Every week, Miss Joanne says I’m doing really well – and that I’d improve even more if I practised at home. I’ve only done this three or four times since June, so it’s time to stop fannying about and actually do it – every other day or so.
So, I’m doing the IDTA (International Dance Teachers’ Association) grade one ballet exam – and I’m doing all the girl moves and no boy moves. It’s curtsey-a-go-go.
There aren’t many transgender ballet dancers. The only ones I can think of off the top of my head are the Trockadero folks and Sophie Rebecca, who’s had all sorts written about her in the press.
She’s the first trans person to have ever taken exams with the RAD (Royal Academy of Dance). I wonder if I’m the first one to have done them with the IDTA? I really have absolutely no idea.
All I know is that the exam board has been cool about the whole thing. Miss Sarah called them up months ago, explaining she had a trans student who wanted to dance the female role – it wasn’t a problem at all, and I get to wear whatever I want (within reason) for the exam.
I think I shall keep it simple – black leotard and tights. I will be nervous enough as it is without making the process any scarier for myself by wearing a pink tutu in front of an examiner I’ve never met before.
Anyway, the lessons have been going well. I still have a lot to learn, but I’m getting there. Some exercises, such as the pliés, foot exercise, positions of the arms and preparatory grands battements I’ve all but nailed. There’s always room for improvement, but I’m nearly there.
With others, especially grand dégagés and the warm-up, I’m still struggling a bit. They’re getting better and better, but they’re not quite there yet. The YouTube video above show the same grand dégagés exercise I do – but this lady does it far better than me!
In more recent weeks, I’ve learned the allegro warm-up, which again needs a lot more practice. Although the preparatory glissade seems simple enough.
But the real bane of my life has been creative improvisation – where you’re played a piece of music and expected to make up a dance on the spot.

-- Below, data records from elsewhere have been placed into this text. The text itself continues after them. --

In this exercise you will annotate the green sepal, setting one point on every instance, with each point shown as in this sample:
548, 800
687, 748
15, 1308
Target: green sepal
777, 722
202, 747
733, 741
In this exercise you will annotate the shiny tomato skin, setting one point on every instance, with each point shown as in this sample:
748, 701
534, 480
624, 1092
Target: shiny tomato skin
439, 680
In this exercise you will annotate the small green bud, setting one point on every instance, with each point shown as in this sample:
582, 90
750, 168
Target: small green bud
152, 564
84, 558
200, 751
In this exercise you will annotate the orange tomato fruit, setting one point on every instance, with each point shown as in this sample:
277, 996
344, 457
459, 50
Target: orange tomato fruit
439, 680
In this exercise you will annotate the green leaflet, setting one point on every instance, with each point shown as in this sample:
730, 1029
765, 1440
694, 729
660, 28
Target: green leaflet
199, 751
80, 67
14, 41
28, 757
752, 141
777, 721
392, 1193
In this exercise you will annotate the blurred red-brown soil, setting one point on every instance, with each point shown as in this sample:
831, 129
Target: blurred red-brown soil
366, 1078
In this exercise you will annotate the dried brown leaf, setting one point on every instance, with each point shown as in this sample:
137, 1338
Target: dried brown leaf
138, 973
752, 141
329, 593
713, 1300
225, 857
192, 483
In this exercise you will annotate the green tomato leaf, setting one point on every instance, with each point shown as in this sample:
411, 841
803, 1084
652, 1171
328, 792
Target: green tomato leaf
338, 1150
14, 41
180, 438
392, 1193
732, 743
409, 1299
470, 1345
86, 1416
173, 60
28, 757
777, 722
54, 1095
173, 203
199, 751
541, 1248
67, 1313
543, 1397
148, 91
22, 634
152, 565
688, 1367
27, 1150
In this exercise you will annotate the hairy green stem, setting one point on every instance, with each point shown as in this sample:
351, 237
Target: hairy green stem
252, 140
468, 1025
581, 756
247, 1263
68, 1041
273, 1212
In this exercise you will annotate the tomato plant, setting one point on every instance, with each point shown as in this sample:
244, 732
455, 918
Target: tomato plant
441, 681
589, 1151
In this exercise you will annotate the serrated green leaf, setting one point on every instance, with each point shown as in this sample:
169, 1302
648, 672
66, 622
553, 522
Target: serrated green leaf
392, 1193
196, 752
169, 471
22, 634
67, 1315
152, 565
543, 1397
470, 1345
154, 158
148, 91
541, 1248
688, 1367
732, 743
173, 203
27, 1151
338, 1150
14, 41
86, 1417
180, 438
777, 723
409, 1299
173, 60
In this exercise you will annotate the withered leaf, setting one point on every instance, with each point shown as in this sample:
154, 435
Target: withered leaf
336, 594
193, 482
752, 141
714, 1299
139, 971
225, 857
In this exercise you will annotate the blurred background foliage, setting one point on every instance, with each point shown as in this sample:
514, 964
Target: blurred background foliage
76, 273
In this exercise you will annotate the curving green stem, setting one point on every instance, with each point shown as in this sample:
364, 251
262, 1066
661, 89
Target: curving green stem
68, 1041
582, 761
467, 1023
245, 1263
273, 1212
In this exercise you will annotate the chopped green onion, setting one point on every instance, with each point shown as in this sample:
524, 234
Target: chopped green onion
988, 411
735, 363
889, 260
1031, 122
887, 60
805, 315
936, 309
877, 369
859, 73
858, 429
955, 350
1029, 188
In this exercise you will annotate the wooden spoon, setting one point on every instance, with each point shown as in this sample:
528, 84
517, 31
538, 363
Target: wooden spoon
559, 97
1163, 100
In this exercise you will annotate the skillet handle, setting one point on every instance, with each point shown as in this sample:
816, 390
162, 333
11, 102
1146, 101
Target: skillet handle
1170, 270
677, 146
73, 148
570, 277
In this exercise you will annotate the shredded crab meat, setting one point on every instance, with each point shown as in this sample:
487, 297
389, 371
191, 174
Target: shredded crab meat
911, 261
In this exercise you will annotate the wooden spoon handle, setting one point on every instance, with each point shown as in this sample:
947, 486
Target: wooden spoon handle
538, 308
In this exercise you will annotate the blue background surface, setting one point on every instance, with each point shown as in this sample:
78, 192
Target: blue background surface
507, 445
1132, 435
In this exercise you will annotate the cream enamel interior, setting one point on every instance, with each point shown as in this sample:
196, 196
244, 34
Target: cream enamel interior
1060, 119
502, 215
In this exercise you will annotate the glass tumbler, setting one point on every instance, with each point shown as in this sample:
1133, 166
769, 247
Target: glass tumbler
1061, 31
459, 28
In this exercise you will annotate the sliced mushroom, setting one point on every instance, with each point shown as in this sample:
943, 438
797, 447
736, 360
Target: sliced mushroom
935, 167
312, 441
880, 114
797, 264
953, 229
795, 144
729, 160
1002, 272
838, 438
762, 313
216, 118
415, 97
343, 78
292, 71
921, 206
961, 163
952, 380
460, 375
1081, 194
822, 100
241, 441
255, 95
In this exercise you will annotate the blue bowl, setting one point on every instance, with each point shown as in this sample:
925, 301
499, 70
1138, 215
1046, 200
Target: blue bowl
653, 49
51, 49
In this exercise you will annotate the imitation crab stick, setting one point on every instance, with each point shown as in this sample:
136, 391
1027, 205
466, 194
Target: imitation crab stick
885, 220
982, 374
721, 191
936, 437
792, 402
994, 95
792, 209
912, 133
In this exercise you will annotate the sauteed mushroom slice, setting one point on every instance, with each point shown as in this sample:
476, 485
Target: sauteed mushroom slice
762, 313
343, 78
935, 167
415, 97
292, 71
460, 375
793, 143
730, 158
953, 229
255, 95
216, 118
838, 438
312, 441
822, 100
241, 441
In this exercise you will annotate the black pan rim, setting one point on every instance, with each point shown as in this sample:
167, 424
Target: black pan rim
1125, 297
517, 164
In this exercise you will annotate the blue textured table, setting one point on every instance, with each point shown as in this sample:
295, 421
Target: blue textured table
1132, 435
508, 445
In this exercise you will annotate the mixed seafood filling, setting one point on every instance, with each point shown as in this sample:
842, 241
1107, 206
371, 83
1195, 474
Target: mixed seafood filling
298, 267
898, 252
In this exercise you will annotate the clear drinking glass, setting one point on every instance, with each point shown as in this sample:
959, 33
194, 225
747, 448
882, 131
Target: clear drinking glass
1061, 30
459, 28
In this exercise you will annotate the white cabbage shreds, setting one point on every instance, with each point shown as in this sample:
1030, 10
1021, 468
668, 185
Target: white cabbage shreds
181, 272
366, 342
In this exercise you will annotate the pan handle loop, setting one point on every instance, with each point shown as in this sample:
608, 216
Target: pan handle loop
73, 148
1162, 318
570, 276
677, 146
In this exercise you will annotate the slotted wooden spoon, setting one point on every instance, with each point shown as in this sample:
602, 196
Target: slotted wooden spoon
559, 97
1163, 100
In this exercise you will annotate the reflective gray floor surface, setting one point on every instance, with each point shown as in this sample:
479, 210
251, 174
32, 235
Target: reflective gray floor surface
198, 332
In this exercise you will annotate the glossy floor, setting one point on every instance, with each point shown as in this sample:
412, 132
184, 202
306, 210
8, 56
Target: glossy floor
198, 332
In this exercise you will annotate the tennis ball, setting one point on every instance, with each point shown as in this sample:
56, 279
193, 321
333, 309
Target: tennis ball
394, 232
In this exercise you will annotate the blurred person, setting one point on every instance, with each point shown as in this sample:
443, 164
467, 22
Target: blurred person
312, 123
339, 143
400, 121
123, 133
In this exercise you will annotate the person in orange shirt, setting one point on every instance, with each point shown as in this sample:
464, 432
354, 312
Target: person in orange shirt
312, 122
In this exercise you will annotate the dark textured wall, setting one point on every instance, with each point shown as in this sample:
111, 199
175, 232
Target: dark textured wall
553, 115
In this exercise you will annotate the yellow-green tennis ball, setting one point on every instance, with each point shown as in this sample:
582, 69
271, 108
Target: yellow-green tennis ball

Miss Joanne has been really encouraging, but I know my dances leave a lot to be desired, and sometimes my mind just goes blank and I can literally think of no moves at all.
Again, practise is needed, so I should start doing it instead of just saying it. I know that’s all I need to do to get better.
There are another couple of exercises to learn, plus a dance, which Miss Joanne will choreograph. I’m not so fussed about that – it’s just the improv I struggle with. Oh, and then there’s the curtsey to learn off by heart and we’re done.
I love the word curtsey. I remember as a little lad of about four, learning to bow – I forget why – while all the little girls got to curtsey.
I was insanely jealous. Even back then I knew something wasn’t right gender-wise, though I had no idea what.
Now I get to learn a real curtsey – a beautiful ballet curtsey – and I get to perform it at the end of an actual exam.
So much of my life is rubbish – the depression, the anxiety, the whole Georgie situation. But much of it is brilliant, too, and I can’t really think of anything that touches my soul like ballet does.
Miss Joanne, you’re the best teacher I could ever wish for. I hope to do you proud – and then we can look at pointe work one day. Bring it on!